Building a Scalable System with DynamoDB, Lambda, SQS, and S3

In our project, we needed to design a scalable system to handle high-throughput operations (insert, update, delete) on a master data store. The architecture we implemented uses AWS DynamoDB as the database, with AWS Lambda consuming requests from an SQS queue, retrieving payloads from S3, and executing DynamoDB WriteItems Transactions in parallel batches. This design ensures scalability, atomicity, and cost-efficiency, meeting the demands of a dynamic, high-velocity workload.

Challenge:

Handle thousands of operations per second with strong consistency, minimal latency, and guaranteed atomicity across multiple items.

System Overview

1. Front-Door API: Accepts client requests, stores the actual payload in an S3 bucket, and sends the S3 object path to an Amazon SQS queue for asynchronous processing.
2. Amazon SQS: Decouples the API from downstream processing, buffering messages and managing traffic spikes.
3. AWS Lambda: Processes messages from SQS, retrieves the payload from S3, and prepares and executes write transactions in DynamoDB.
4. DynamoDB: A serverless NoSQL database serving as the master data store, providing scalability, low latency, and transaction support.

Why DynamoDB?

DynamoDB was chosen because it aligns with the system's requirements:

High Throughput and Low Latency:

DynamoDB's ability to handle millions of requests per second with sub-millisecond latency makes it ideal for high-velocity workloads like ours.

ACID Transactions:

The TransactWriteItems API ensures atomicity and consistency across multiple items, critical for complex operations on a master data store.

Serverless and Decoupled:

DynamoDB integrates seamlessly with S3, SQS, and Lambda, enabling an event-driven architecture that reduces operational complexity and scales dynamically.

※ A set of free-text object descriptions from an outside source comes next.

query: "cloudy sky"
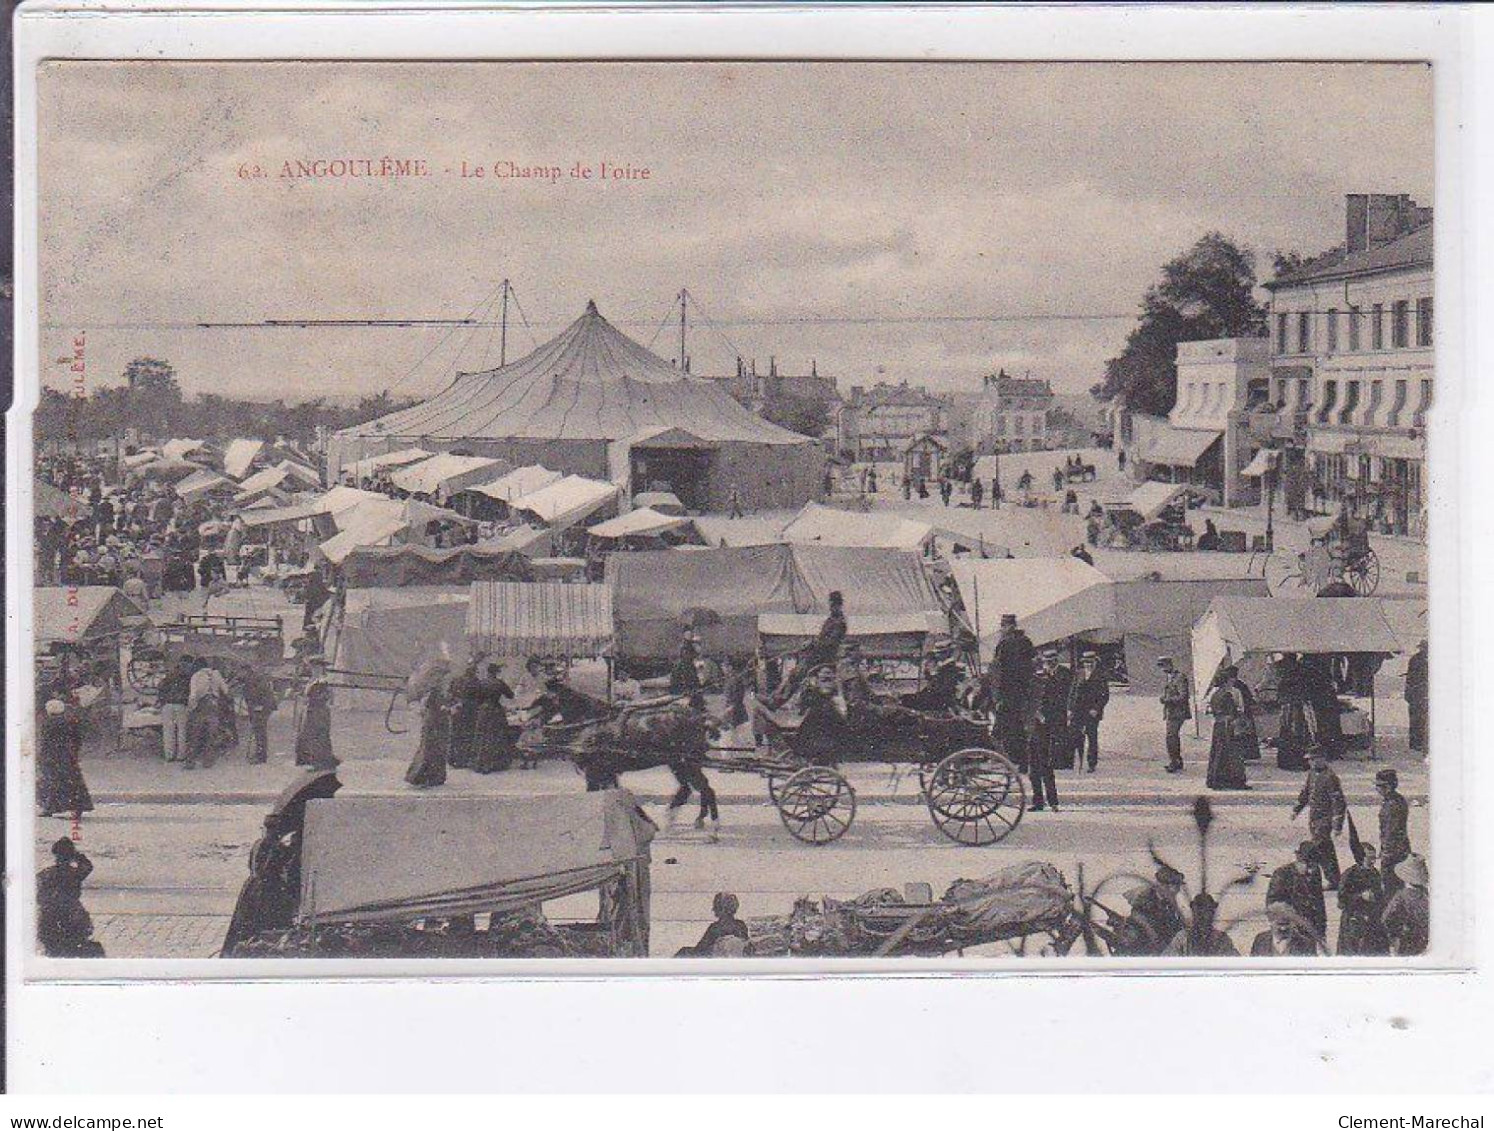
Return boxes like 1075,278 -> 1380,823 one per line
37,61 -> 1433,401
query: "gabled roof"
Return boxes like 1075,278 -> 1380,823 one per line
1266,222 -> 1432,289
337,301 -> 816,447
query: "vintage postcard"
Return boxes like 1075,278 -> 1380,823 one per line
19,57 -> 1443,972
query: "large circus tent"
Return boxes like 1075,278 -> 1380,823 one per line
329,300 -> 827,513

Durability and Availability:

Multi-AZ replication provides high availability and durability, ensuring reliability for storing critical master data.

Cost Efficiency and Payload Flexibility:

Storing large payloads in S3 reduces DynamoDB storage costs while allowing the database to focus on high-performance transactional operations.

Conclusion

By leveraging DynamoDB's scalability and transaction support, S3 for cost-effective payload storage, and SQS and Lambda for decoupling and processing, we built a high-performance, reliable system. Parallel execution of "TransactWriteItemsAsync()" ensured optimal throughput, low latency, and strong consistency.

This architecture highlights the power of combining AWS services to create scalable, cost-efficient solutions for real-world challenges, enabling robust performance even under extreme workloads.